Говорилось все это Москалевым- старшим предельно серьезно. Леонид мне потом, смеясь, говорил:

– Возрази я тогда, скажи что-то, даже заикнись, прихлопнул бы на месте. Вот магнетизм, вот энергетика, вот кому бы на сцену, что сцена, – стадионы бы покорял.

3

Вслед за этим случилось еще одно немаловажное событие. Прямо среди ночи позвонил Леонид. Позвонил в общежитие. Меня пришли, разбудили, позвали к телефону.

– Здравствуйте, молодой человек, – говорил Леонид очень веселым голосом. – Мы тут сидим в ресторане. Я, Толян Коптян, видимо, армянский режиссер и художник, а так же наш любимец Тараскин. Родилась высокая идея. Не хотите ли чисто символически принять участие в фонде написания пьесы драматургом Калещуком? Мы уговорили его уволиться с постылой работы и написать дорогую его сердцу пьесу. А я и Толян будем ему каждый месяц подкидывать деньжат.
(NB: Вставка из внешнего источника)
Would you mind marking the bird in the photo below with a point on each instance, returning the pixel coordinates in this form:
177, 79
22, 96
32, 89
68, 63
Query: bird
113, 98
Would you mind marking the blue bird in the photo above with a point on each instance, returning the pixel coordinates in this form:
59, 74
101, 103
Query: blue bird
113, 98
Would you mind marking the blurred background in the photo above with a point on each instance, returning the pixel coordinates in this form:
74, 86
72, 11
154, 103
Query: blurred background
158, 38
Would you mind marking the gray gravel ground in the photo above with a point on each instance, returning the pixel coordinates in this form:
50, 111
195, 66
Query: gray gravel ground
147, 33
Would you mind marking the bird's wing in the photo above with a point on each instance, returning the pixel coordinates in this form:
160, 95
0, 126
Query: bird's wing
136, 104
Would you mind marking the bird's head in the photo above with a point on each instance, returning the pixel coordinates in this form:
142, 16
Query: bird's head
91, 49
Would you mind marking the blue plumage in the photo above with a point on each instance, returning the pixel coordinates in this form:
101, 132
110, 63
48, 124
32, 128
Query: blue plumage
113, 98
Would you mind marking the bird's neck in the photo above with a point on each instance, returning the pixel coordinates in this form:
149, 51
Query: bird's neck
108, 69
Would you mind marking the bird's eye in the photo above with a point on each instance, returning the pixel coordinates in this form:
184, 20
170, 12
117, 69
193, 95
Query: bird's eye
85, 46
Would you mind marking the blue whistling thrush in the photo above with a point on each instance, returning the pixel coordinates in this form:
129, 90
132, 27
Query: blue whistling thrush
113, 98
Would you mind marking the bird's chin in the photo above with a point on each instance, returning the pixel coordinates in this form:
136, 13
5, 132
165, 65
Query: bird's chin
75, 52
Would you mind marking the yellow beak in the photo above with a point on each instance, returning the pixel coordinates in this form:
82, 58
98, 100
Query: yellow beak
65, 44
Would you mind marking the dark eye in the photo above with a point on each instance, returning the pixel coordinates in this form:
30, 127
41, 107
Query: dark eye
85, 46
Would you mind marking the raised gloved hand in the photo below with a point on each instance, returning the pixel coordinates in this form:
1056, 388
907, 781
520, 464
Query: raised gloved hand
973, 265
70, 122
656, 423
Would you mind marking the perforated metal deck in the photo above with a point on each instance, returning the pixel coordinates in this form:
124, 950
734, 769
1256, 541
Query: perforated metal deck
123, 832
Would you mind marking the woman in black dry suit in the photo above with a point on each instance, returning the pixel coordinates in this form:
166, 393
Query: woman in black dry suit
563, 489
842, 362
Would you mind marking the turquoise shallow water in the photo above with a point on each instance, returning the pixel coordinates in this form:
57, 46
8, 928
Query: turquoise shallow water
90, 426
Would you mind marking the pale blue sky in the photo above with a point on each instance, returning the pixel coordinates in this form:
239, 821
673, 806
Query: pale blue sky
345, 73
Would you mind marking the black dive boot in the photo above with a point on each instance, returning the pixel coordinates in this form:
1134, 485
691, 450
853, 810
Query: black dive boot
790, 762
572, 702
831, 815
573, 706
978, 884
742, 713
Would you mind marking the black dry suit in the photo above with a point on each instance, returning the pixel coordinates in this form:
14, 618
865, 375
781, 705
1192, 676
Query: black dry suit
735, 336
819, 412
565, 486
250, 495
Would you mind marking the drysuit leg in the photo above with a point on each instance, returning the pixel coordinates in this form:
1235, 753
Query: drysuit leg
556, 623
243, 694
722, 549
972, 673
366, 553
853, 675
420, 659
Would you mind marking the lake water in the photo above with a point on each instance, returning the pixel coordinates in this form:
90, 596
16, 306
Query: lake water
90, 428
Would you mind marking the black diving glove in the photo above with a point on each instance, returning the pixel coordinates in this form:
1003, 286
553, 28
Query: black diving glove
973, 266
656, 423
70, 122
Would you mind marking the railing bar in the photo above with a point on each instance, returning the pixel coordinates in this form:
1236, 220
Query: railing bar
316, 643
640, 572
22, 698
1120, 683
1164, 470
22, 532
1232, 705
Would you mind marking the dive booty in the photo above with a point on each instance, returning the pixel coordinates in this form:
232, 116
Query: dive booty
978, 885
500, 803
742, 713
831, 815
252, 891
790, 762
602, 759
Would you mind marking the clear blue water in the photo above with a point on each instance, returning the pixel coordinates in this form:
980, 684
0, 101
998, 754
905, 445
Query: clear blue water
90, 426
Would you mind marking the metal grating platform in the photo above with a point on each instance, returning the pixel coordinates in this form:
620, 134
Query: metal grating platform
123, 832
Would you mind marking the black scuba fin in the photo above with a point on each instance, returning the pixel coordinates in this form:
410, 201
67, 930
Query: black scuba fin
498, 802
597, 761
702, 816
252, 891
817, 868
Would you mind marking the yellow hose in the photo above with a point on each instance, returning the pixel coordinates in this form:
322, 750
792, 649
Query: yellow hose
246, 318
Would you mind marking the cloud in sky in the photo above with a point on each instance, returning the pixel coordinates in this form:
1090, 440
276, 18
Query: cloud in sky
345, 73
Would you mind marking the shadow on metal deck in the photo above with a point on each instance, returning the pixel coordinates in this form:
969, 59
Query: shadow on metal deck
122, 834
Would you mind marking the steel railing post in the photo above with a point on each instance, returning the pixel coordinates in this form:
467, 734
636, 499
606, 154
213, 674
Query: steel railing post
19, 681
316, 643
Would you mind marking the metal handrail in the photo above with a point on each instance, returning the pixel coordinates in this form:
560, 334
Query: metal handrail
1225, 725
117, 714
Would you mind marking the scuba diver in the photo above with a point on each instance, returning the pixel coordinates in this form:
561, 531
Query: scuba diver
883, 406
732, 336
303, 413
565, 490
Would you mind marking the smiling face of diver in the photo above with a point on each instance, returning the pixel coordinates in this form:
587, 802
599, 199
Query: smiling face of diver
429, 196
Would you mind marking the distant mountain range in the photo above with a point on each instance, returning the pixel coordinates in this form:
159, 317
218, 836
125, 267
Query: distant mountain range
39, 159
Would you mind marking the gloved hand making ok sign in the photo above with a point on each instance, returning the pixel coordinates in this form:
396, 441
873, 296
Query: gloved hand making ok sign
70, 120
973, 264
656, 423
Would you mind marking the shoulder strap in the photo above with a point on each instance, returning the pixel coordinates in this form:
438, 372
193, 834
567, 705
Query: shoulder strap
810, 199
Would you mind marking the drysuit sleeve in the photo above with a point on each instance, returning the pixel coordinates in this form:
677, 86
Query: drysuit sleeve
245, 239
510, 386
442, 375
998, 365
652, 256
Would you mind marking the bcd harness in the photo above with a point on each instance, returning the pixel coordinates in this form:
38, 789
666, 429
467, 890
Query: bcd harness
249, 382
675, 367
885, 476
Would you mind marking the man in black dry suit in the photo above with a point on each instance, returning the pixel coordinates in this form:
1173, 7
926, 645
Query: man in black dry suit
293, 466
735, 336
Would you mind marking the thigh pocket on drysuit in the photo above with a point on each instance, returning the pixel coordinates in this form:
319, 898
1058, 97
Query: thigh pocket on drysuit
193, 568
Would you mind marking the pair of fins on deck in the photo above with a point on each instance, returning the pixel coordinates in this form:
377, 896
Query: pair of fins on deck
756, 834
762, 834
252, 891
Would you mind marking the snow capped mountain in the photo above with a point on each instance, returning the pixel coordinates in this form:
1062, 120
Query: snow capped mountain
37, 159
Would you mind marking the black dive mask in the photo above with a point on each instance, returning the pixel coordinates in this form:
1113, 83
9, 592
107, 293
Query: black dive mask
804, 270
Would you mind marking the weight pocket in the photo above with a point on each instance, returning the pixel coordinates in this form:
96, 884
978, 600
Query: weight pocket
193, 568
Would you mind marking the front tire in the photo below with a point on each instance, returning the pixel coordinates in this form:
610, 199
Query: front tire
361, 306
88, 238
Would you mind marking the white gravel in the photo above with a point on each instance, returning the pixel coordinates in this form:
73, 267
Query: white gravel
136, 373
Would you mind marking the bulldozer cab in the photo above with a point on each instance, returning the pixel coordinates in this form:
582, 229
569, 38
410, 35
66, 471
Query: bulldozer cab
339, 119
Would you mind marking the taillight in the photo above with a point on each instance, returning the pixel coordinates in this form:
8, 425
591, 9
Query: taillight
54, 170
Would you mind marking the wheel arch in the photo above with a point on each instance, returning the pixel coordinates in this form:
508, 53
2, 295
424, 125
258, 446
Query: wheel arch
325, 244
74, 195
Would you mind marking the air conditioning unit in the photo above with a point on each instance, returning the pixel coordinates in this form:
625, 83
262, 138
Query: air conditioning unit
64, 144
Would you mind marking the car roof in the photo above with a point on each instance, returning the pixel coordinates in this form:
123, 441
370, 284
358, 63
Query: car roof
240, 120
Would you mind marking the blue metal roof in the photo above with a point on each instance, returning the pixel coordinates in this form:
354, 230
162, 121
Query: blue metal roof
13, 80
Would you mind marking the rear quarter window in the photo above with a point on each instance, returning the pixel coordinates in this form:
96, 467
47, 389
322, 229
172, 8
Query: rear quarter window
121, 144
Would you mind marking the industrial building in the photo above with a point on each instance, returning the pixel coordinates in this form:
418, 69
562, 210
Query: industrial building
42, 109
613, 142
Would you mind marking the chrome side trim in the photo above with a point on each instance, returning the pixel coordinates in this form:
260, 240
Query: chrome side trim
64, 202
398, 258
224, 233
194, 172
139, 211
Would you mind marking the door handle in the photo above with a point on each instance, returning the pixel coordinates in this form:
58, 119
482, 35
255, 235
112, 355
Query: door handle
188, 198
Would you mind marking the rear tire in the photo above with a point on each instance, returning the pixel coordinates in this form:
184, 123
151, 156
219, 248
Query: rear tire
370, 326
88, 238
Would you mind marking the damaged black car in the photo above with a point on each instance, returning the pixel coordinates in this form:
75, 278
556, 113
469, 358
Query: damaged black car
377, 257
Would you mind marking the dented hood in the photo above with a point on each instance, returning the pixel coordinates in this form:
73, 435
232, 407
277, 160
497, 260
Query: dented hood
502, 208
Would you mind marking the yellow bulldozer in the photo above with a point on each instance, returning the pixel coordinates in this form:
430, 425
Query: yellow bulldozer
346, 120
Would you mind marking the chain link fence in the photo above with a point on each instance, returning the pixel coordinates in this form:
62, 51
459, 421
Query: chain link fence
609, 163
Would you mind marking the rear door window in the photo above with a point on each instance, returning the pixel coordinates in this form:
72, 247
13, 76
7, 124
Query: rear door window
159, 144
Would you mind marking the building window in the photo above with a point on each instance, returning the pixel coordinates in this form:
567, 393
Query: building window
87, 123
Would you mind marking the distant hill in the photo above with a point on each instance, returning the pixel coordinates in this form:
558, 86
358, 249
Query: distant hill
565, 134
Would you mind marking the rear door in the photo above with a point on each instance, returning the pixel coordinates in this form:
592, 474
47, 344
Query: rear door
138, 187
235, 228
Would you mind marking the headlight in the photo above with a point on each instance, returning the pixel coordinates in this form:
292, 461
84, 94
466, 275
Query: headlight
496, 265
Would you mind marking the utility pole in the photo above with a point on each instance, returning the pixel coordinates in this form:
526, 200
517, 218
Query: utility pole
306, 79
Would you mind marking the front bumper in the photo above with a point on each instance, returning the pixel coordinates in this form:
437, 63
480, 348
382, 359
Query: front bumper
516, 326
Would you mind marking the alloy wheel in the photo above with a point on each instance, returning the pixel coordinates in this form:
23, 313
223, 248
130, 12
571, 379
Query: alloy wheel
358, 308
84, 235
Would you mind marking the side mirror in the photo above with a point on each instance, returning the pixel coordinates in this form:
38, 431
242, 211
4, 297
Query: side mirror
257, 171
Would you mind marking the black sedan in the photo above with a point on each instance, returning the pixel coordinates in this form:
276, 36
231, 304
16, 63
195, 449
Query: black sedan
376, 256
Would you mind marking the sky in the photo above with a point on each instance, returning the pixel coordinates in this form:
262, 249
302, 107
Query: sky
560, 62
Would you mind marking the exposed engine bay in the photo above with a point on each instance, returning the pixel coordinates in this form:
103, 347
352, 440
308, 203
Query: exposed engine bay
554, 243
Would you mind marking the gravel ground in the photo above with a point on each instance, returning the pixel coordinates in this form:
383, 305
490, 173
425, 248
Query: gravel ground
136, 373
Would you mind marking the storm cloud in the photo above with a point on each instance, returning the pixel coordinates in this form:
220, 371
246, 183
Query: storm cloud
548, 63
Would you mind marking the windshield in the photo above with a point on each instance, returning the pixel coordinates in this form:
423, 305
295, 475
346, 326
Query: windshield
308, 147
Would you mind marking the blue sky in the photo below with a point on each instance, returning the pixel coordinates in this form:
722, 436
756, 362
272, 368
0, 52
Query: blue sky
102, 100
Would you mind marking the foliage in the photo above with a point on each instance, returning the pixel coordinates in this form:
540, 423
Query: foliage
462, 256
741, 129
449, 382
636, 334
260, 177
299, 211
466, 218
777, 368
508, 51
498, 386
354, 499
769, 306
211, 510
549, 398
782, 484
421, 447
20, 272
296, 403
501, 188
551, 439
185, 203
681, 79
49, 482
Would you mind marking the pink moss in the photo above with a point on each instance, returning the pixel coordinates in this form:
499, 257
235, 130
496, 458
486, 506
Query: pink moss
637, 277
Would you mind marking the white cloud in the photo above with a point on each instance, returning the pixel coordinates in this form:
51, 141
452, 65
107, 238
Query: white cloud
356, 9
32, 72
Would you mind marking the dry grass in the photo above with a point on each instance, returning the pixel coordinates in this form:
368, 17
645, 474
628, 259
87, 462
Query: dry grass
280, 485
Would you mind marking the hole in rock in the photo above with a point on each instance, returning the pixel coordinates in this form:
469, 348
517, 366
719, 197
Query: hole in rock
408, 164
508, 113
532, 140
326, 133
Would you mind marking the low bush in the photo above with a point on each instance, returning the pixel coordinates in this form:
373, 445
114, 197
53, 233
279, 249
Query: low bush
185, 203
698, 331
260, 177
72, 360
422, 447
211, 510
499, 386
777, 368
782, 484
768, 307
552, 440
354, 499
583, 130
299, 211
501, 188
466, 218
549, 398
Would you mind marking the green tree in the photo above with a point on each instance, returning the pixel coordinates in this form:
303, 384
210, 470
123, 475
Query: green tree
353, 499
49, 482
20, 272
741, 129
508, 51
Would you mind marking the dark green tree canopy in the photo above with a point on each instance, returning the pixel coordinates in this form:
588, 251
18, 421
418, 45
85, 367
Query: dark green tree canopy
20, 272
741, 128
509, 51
Он согласен и мы согласны, но только в том случае, если вы благословите это начинание на успех.

Я очень обрадовался и за Толю, и за Леню, и за Тараса и, само собой, дал свое согласие во всем, по мере сил, это мероприятие поддерживать.

После ресторана Москалев с Коптевым завезли Калещука домой, а сами поехали в северную столицу ходить по местам боевой славы Родиона Романовича Раскольникова, так как Леонид замышлял снять художественный фильм по роману Достоевского «Преступление и наказание». Меня метил на главную роль – Родиона. Толю – на роль Разумихина, в общем, планы поистине были наполеоновские.